The Motor Domain in Detail
The motor head contains a highly conserved catalytic core that serves as the engine for movement. This domain is responsible for both interacting with the microtubule and for converting chemical energy into mechanical force. Its structure contains a specialized pocket designed to bind and process ATP. The geometry of this pocket allows it to hold an ATP molecule and facilitate its hydrolysis—the chemical reaction that breaks it down into adenosine diphosphate (ADP) and a phosphate group.
The surface of the motor head that physically contacts the microtubule is known as the microtubule-binding interface. This interface is not static; its shape and chemical properties change depending on the state of the nucleotide-binding pocket. When ATP is bound, the interface has a high affinity for the microtubule, gripping it tightly. Following ATP hydrolysis to ADP, this affinity is significantly reduced, allowing the head to detach from its track.
Connecting the globular motor head to the long stalk is a short, flexible strand of the protein called the neck linker. This component is an active participant in generating force. The conformational state of the neck linker is directly controlled by the nucleotide bound in the motor head’s pocket.
Structural Basis of Movement
The movement of Kinesin-1 along a microtubule is a coordinated, stepwise process called a “hand-over-hand” mechanism. This walking motion is driven by a repeating cycle of chemical and structural changes powered by ATP hydrolysis. The process begins with one of the two motor heads, the lead head, firmly attached to the microtubule, while the other head, the trailing head, is detached and holds an ADP molecule.
The cycle is initiated when an ATP molecule binds to the attached lead head. This binding event triggers a conformational change within the head, which causes the flexible neck linker to dock into a rigid, forward-pointing orientation. This docking action is the power stroke of the motor; it swings the detached, ADP-bound trailing head forward over the stationary lead head.
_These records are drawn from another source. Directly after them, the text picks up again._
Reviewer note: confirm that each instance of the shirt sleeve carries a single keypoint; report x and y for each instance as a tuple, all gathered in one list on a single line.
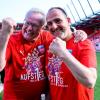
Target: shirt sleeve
[(87, 54)]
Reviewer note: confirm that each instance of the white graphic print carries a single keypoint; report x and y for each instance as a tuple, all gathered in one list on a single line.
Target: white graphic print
[(55, 75), (33, 67), (54, 64)]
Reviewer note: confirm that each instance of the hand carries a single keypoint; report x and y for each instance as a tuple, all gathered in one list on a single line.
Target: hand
[(57, 46), (80, 36)]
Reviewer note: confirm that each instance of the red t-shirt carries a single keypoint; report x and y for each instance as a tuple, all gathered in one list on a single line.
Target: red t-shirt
[(25, 78), (63, 85)]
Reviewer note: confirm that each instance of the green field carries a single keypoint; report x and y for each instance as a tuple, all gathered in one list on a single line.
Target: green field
[(97, 87)]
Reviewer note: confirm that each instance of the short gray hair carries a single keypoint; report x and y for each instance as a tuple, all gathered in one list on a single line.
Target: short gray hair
[(36, 10)]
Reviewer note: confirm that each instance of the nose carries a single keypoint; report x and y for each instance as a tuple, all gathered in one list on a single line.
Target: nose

The head is swung approximately 16 nanometers forward to the next available binding site on the microtubule. As this forward head binds, it releases its ADP molecule. This binding event sends a signal through the stalk to the other head, which is still bound to its original position and now holds ATP.
This signal stimulates the rear head to hydrolyze its bound ATP into ADP and a phosphate group. The hydrolysis event weakens the rear head’s grip on the microtubule, causing it to detach. With this detachment, the motor has completed a full step, and the roles of the two heads are now reversed so the cycle can begin again.
Structural Diversity Across the Kinesin Superfamily
While Kinesin-1 provides a classic example of a cargo transporter, it represents just one member of a large and functionally diverse superfamily of proteins. Structural adaptations, such as changes to the number and placement of motor domains, allow different kinesins to perform a wide range of specialized functions beyond simple transport.
An example of this diversity is Kinesin-5. Unlike the two-headed structure of Kinesin-1, Kinesin-5 proteins assemble into a bipolar tetramer, composed of four chains with motor domains at both ends of the complex. This arrangement prevents them from walking along a single microtubule. Instead, Kinesin-5 binds to two separate microtubules and slides them against each other, a function for pushing the poles of the mitotic spindle apart during cell division.
Another variation is found in Kinesin-13, where the motor domain is not located at the end of the protein chain but is situated in the middle. This central placement of the motor domain makes it incapable of processive walking. Instead, Kinesin-13 molecules bind to the ends of microtubules and use the energy from ATP hydrolysis to promote the removal of tubulin subunits, causing the disassembly of the microtubule track.